I raise my brow. “Wait a minute, are you tryna say Pops got some other chick knocked up while ya’ll were together?” She doesn’t respond. I walk over to her, lean up against the counter.

“Let him be the one to tell you.” I stare at her. Watch as she washes and rinses the dishes, then move about the kitchen puttin’ away food.

“So you just gonna leave me hangin’?”

She stops what she’s doin’ and looks at me, movin’ a strand of hair from her face. “Let me say this: Some women can be some real crafty bitches.” I keep from smilin’, surprised she’s referrin’ to women as bitches since she’s always comin’ at my neck for usin’ the word. “Yes, I said it: bitches. And a desperate bitch will stop at nothing to get her claws in what she can’t have, including…” she pauses, narrowin’ her left eye and raisin’ a brow, “…another woman’s husband.”

I blink, take in what she’s said, then it becomes clear. “Wow,” is the only thing I say.

“Yeah, ‘wow’ is right.” The doorbell rings. I glance up at the wooden wall clock: 7:43 P.M. “Speaking of which, that’s him now,” she announces, wipin’ the table. “Go open the door.”

“Aiight.” My cell chirps, again, as I’m goin’ toward the front door. I finally pull it from off my waist. It’s Tamera’s ass. You still on ya bullshit?

The doorbell rings again as I text back. Nah. What’s good? I open the door. “What’s good, playboy?” I tease, givin’ Pops a pound. Although I wanna feel some kinda way ’bout what Moms insinuated, I don’t. That shit was between him and her. But I ain’t gonna front. A muhfucka still wants the rundown on shit.

“Hey, son,” he says, steppin’ into the house, then shuttin’ the door. “Where’s ya mom?”

Tamera texts: When am I gonna see you, nigga?

“In the kitchen,” I tell him as I’m textin back. Why, U cravin’ for some of this cock and cum? Pops walks toward the kitchen.

What u think, she responds. My cell rings. It’s my nigga Mike. “Yo?” I answer, takin’ a seat on the sofa.

“What’s poppin’, nigga?”

“Chillin’, dawg. What’s good wit’ you?”

“Shit. Sittin’ here wit’ Gee’s punk ass,” he says, laughin’. Gee’s another one of my boys from back in the day. We actually played ball together in high school and fucked some of the same bitches.

“Ya’ll niggas smokin’?”

“Yeah, a lil’ sumthin’.”

“I shoulda known ya fiend asses would be blazin’.”
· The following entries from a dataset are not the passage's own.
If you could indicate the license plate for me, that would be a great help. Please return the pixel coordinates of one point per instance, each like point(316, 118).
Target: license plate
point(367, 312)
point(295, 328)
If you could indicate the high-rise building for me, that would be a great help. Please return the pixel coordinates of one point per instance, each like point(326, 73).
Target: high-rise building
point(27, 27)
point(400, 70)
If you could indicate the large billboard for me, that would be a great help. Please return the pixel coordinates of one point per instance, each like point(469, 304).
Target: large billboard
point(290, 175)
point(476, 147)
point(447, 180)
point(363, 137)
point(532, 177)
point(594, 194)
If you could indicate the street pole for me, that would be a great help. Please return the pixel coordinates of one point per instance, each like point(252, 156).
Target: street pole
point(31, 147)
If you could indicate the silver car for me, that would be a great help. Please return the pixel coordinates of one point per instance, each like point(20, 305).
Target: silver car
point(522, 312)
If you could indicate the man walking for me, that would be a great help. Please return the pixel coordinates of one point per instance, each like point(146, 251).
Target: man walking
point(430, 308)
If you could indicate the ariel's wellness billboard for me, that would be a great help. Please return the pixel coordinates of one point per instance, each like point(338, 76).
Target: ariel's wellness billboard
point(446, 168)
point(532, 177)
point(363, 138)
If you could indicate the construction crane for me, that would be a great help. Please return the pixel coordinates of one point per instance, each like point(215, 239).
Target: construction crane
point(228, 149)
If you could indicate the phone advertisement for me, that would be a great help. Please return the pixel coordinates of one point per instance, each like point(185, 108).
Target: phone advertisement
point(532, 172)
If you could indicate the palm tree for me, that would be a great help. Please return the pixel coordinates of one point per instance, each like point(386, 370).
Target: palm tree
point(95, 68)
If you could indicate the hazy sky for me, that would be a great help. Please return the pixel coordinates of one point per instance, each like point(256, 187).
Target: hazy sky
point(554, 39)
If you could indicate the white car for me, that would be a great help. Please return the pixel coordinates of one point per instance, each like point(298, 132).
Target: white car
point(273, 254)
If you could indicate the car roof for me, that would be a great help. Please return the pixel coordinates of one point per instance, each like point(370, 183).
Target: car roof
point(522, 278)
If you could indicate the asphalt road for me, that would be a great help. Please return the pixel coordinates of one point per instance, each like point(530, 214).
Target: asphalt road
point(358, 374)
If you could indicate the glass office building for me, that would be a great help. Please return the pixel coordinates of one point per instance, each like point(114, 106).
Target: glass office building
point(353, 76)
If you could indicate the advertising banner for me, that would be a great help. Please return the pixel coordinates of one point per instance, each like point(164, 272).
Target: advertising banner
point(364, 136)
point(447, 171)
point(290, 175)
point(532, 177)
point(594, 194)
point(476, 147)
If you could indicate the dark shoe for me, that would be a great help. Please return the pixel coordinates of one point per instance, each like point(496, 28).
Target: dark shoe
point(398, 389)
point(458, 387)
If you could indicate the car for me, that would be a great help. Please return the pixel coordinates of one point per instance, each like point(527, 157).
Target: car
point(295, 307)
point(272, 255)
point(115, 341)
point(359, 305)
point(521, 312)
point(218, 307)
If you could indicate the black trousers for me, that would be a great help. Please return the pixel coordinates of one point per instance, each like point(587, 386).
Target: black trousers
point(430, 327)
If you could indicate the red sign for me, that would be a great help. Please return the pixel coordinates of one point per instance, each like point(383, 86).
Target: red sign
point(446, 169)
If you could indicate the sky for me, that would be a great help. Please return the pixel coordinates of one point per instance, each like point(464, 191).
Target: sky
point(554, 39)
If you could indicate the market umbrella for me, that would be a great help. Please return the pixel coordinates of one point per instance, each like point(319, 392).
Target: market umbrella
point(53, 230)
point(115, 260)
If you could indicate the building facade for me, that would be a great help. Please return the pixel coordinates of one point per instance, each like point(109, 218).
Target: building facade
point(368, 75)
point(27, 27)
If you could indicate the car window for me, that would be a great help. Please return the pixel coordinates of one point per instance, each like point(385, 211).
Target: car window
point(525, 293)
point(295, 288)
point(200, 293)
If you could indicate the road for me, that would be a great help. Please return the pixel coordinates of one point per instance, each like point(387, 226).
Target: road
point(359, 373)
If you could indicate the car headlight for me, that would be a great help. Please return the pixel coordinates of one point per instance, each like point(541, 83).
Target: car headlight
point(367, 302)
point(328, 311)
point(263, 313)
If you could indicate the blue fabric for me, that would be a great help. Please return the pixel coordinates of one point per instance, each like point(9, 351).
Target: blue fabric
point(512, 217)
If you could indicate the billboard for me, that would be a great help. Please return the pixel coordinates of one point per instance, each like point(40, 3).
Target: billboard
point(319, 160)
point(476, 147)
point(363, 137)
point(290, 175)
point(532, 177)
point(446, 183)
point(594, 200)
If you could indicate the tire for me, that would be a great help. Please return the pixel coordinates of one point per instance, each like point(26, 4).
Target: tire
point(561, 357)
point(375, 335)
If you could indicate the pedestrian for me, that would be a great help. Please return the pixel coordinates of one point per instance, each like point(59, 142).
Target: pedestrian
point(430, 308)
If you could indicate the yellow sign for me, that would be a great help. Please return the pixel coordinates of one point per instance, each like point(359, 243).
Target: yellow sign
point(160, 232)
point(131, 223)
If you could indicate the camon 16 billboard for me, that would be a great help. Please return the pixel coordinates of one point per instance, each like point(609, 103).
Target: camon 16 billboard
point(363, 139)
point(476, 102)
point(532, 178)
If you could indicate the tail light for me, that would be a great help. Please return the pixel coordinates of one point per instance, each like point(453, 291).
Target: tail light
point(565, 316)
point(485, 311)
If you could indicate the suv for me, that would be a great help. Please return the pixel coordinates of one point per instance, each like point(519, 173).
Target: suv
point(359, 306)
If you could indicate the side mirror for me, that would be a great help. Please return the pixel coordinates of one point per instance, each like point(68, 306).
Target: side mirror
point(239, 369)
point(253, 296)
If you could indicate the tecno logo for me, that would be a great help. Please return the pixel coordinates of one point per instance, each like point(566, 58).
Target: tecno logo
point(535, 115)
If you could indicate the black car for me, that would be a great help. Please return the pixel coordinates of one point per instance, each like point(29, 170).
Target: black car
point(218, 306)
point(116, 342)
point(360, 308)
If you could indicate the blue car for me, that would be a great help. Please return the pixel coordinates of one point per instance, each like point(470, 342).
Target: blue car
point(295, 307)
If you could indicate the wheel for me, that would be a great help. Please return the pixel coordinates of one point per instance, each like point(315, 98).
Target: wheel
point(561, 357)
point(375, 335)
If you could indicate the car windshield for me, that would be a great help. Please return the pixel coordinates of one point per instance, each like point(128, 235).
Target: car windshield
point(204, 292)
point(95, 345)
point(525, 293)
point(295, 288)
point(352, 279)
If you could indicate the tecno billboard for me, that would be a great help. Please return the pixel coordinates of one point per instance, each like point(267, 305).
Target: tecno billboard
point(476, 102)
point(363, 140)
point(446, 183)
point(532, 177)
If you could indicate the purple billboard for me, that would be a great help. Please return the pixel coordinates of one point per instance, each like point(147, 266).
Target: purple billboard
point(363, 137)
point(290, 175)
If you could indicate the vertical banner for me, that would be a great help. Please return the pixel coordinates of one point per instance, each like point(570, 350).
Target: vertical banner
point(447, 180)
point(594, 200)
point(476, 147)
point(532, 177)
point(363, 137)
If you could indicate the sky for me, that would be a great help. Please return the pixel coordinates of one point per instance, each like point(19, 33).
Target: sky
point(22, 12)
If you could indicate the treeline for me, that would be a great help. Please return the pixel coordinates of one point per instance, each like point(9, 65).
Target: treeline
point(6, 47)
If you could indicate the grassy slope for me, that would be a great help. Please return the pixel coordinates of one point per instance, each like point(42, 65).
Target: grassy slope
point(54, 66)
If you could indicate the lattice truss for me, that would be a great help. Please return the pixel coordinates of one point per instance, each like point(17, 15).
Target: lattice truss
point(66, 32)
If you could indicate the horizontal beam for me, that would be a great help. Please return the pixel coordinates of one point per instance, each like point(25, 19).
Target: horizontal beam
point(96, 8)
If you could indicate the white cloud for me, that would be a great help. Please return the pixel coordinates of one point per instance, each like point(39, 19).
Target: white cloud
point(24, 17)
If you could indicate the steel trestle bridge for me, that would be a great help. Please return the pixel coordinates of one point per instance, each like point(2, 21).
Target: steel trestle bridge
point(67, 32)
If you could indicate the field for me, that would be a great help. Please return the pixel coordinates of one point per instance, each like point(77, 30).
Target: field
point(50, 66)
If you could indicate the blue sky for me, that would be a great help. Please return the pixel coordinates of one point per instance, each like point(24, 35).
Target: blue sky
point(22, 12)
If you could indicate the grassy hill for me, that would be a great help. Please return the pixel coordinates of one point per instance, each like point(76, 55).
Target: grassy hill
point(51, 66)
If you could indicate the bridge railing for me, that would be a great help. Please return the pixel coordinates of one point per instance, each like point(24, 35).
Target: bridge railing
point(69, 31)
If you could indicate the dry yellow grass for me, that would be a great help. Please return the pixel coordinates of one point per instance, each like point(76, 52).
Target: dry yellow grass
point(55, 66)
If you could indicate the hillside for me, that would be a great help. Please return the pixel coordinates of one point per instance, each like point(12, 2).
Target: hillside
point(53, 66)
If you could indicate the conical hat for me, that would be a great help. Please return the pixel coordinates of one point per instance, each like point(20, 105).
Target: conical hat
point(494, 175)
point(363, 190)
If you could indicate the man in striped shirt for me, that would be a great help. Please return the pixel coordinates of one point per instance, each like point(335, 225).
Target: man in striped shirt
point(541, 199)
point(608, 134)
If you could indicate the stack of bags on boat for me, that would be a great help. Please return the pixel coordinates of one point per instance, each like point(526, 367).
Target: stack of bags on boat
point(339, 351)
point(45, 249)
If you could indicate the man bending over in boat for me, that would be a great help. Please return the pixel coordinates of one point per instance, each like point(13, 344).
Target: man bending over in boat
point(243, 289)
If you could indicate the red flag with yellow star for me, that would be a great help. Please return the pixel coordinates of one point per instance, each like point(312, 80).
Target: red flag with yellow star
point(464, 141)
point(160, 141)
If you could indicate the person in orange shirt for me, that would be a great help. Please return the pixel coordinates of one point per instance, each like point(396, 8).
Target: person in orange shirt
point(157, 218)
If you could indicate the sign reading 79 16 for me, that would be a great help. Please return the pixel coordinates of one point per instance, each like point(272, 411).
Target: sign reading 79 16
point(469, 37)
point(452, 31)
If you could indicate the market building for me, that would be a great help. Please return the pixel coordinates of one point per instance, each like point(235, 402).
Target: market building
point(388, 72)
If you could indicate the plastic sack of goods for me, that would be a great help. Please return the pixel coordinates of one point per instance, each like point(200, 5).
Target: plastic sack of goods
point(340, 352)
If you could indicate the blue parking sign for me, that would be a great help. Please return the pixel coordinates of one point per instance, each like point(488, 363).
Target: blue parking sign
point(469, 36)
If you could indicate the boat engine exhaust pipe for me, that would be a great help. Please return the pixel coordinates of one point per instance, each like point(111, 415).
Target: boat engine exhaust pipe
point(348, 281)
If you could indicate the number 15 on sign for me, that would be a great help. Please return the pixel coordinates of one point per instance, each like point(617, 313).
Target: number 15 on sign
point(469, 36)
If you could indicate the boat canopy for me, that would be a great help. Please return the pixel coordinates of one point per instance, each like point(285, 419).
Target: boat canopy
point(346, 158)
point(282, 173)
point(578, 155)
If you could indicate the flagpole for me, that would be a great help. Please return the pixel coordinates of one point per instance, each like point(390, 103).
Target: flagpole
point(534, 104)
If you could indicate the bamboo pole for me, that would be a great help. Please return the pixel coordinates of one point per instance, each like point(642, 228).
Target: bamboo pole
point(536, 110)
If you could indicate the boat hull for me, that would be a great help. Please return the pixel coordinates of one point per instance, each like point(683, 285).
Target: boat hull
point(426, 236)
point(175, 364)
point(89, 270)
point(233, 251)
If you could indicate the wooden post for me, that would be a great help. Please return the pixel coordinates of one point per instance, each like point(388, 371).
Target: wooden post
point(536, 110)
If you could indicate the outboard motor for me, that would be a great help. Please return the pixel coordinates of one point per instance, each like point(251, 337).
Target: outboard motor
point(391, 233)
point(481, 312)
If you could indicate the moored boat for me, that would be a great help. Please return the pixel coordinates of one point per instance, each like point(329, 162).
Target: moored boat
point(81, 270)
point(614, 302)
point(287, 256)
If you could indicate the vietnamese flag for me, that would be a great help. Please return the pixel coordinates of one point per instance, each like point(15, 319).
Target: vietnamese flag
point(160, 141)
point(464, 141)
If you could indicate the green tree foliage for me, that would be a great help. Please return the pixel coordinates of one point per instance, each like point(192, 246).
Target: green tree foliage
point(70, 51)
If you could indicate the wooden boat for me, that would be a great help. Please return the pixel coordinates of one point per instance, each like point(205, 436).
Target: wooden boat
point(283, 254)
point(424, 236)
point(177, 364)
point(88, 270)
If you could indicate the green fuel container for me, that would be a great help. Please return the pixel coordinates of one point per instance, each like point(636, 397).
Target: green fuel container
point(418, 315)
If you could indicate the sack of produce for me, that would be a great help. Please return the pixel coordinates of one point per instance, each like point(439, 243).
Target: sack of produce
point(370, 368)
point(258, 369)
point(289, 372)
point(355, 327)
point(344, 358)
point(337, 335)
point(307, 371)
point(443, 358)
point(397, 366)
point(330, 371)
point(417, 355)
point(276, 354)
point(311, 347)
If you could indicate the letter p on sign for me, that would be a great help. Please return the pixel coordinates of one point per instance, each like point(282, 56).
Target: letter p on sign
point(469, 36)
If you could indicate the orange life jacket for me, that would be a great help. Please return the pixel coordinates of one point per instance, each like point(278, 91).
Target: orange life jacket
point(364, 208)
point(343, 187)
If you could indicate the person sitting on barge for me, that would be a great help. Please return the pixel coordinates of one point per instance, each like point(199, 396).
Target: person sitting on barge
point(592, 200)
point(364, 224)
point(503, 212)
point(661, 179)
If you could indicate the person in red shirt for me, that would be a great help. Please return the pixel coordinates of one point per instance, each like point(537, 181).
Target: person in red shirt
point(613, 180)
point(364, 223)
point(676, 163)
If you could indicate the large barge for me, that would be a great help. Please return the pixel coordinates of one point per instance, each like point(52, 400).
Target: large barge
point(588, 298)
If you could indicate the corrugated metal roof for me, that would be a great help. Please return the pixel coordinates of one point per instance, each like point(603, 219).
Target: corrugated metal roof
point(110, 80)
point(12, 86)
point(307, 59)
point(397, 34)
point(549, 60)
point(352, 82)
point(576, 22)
“Fuck outta here, muhfucka,” he says, laughin’. “You burn more trees than a wildfire, nigga.”

“Damn, straight,” I agree, glancin’ at my watch. It’s almost eight. “So what ya’ll niggas ’bout to get into tonight?”

“We were thinkin’ ’bout hittin’ up that titty spot Mr. Cheeks down in Mount Holly. They got some bad-ass bitches up in that piece, son.”

“Nigga, you’se a real clown if you think I’ma trick my money up on a bunch of ass-shakin’, pole-ridin’ hoes. Not the kid, muhfucka.”

Tamera sends another text. So, what’s good wit’ u, nigga?

This nut in ya throat, I reply.

He laughs. “Man, listen, them hoes is fiyah, nigga. I’m tryna get this dick wet, feel me.”